Although interest in the application of large language models (LLMs) in medicine is growing, accuracy evaluations have largely relied on static knowledge tests. However, discussions on clinical reasoning, the process most critical to real-world practice, remain limited. In this study, we propose a novel framework to evaluate not the final diagnosis generated by AI, but the reasoning process itself.

This study proposes a novel framework that systematically evaluates the capabilities of LLMs (OpenAI GPT-o3, Gemini 2.5 Pro, DeepSeek-R1, Llxsama4-Marveric) by deconstructing the clinical reasoning process into discrete cognitive steps. We focused on nephrology cases, which often involve multiple organ systems and diverse pathologies, thus requiring a high level of reasoning. The four nephrologists independently evaluated the outputs. Our evaluation of four leading LLMs revealed that while Gemini 2.5 Pro demonstrated the best overall performance, all models exhibited common weaknesses in advanced, synthetic tasks such as “formulating differential diagnoses with rationale” and “treatment planning,” particularly in dynamically changing clinical scenarios. Furthermore, a notable finding of our research is that the highest-performing model was not the most computationally intensive, demonstrating that reasoning quality and computational efficiency are not in a simple trade-off.

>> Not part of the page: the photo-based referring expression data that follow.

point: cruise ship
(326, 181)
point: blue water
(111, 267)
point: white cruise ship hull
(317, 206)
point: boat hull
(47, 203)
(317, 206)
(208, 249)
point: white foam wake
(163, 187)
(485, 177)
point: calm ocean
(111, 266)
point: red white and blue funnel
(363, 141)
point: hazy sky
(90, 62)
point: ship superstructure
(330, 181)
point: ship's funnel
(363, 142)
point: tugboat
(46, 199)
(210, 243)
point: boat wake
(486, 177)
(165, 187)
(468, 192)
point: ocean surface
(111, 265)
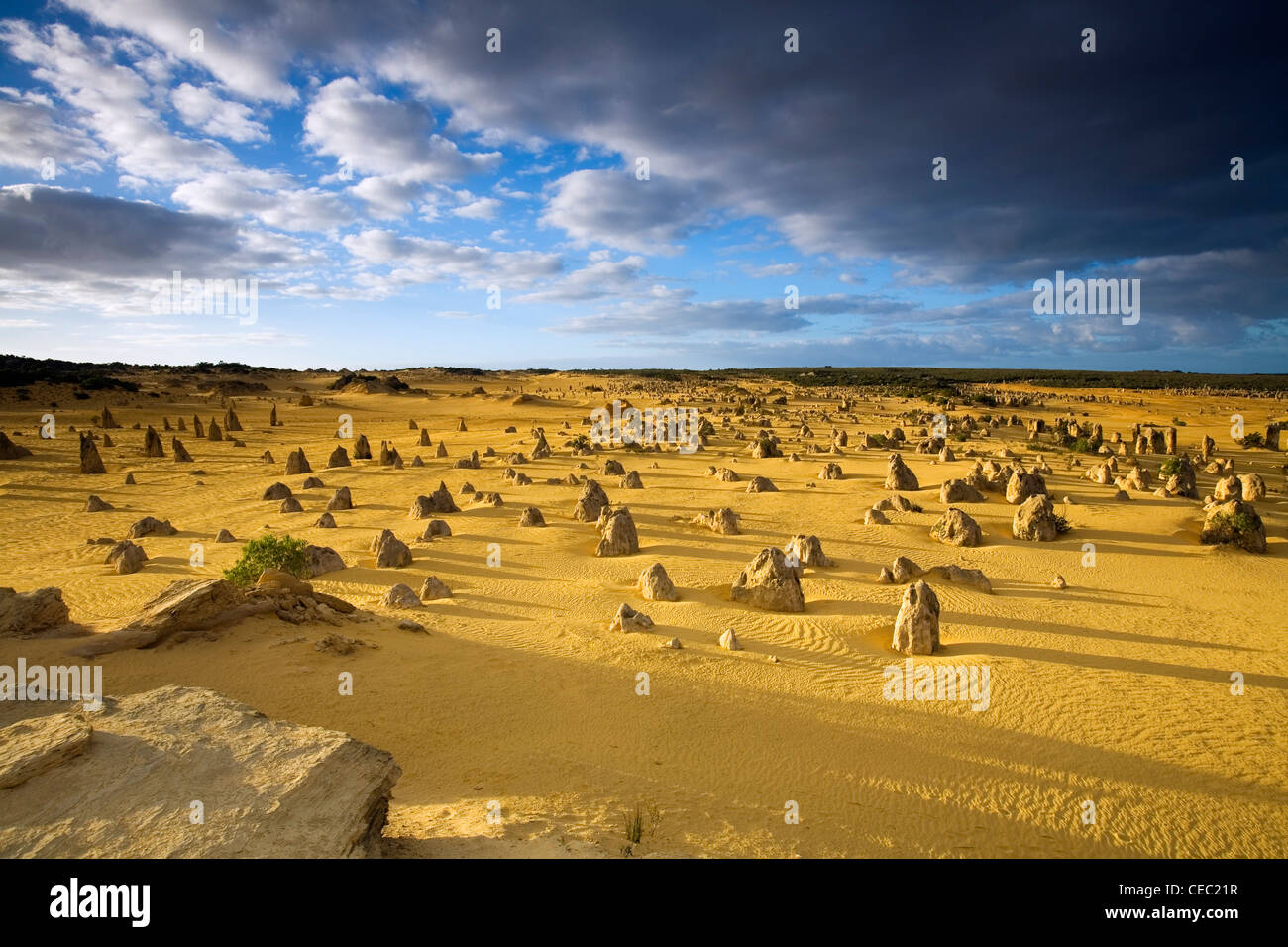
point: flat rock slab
(29, 748)
(270, 789)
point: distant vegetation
(268, 552)
(934, 385)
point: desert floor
(1116, 689)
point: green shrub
(268, 552)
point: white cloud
(614, 209)
(202, 110)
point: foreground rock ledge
(270, 789)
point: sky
(614, 184)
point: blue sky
(376, 169)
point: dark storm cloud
(1056, 158)
(47, 231)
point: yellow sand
(1116, 689)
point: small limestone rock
(915, 628)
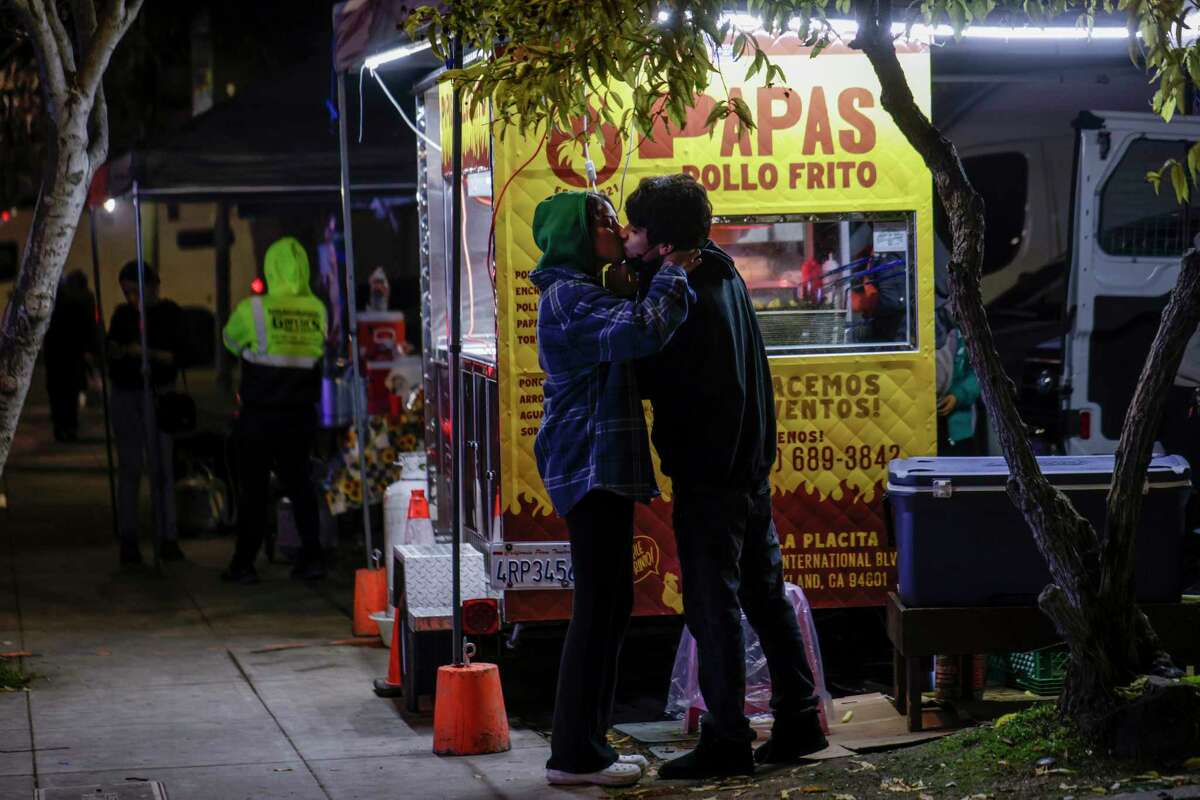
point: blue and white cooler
(960, 541)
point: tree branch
(83, 13)
(111, 26)
(31, 14)
(1067, 541)
(66, 48)
(97, 131)
(1179, 323)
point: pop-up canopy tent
(276, 139)
(276, 142)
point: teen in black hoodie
(714, 431)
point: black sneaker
(709, 761)
(130, 554)
(243, 576)
(791, 743)
(169, 551)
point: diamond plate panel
(427, 581)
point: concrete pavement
(175, 679)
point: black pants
(64, 384)
(601, 531)
(281, 440)
(731, 561)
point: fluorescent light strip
(395, 54)
(849, 28)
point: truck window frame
(910, 343)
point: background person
(70, 342)
(280, 338)
(594, 458)
(166, 340)
(958, 388)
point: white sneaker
(635, 758)
(616, 774)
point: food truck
(826, 210)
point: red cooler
(382, 346)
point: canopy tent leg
(352, 316)
(148, 410)
(103, 373)
(221, 246)
(456, 360)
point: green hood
(287, 269)
(561, 230)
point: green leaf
(1180, 182)
(743, 112)
(1194, 161)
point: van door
(1125, 262)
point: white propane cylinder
(395, 507)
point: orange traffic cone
(418, 528)
(468, 711)
(370, 596)
(391, 685)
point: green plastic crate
(1042, 672)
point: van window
(1135, 220)
(827, 283)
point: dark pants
(731, 561)
(601, 531)
(64, 382)
(279, 439)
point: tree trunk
(55, 218)
(77, 118)
(1091, 600)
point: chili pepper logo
(561, 144)
(647, 555)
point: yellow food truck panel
(823, 150)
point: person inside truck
(594, 457)
(714, 431)
(958, 388)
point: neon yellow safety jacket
(280, 336)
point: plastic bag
(684, 698)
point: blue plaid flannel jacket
(593, 428)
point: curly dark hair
(673, 209)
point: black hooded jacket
(714, 403)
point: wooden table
(918, 633)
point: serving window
(828, 283)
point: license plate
(532, 566)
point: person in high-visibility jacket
(280, 338)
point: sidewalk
(172, 679)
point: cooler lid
(991, 471)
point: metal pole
(352, 316)
(221, 246)
(456, 361)
(148, 416)
(103, 372)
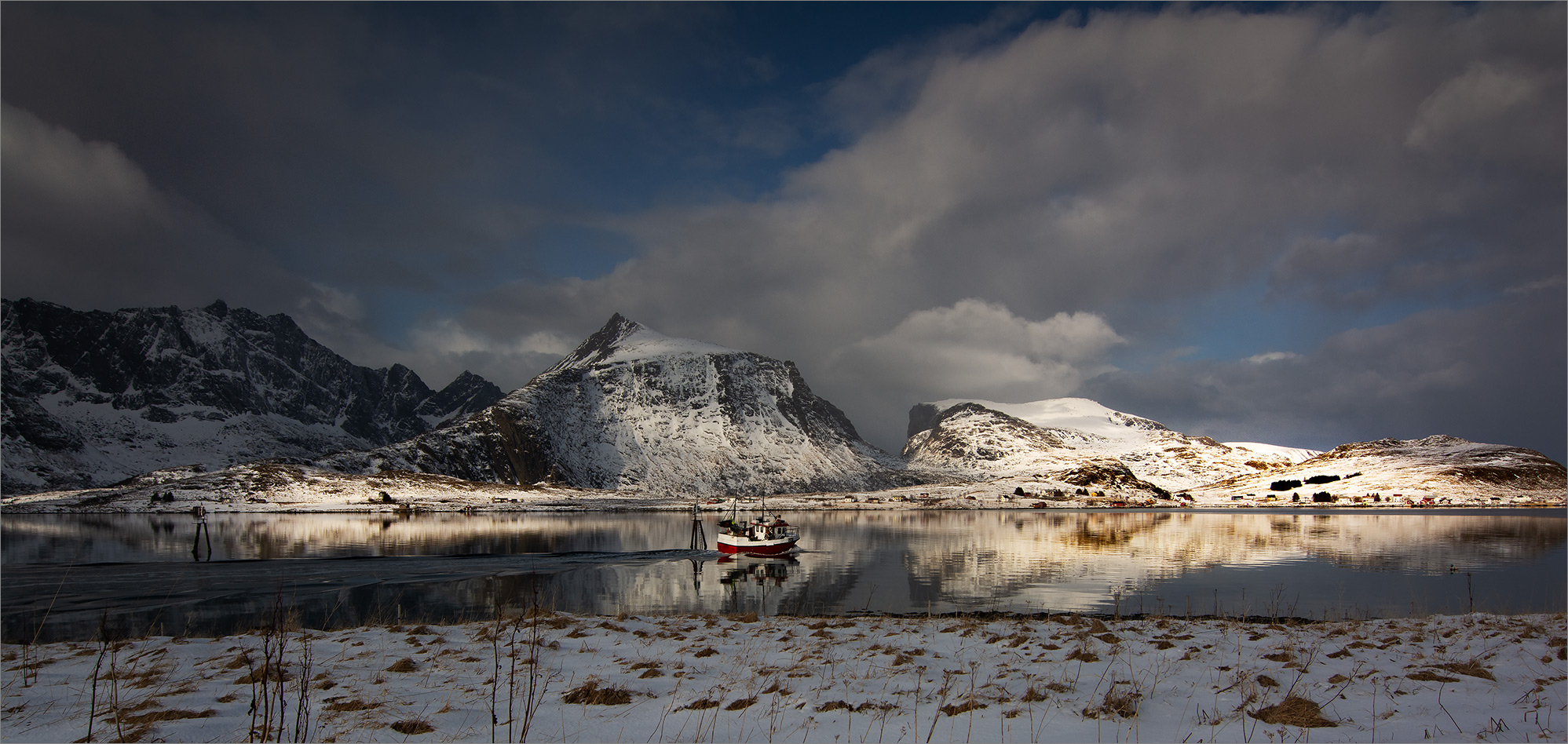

In conclusion, our step-by-step evaluation method is an effective approach for identifying the specific strengths and weaknesses in an LLM’s clinical reasoning. The weaknesses identified, particularly in formulating a differential diagnosis with a clear rationale and developing comprehensive treatment plans for dynamic scenarios, should become a primary target for future model development and for the creation of support system.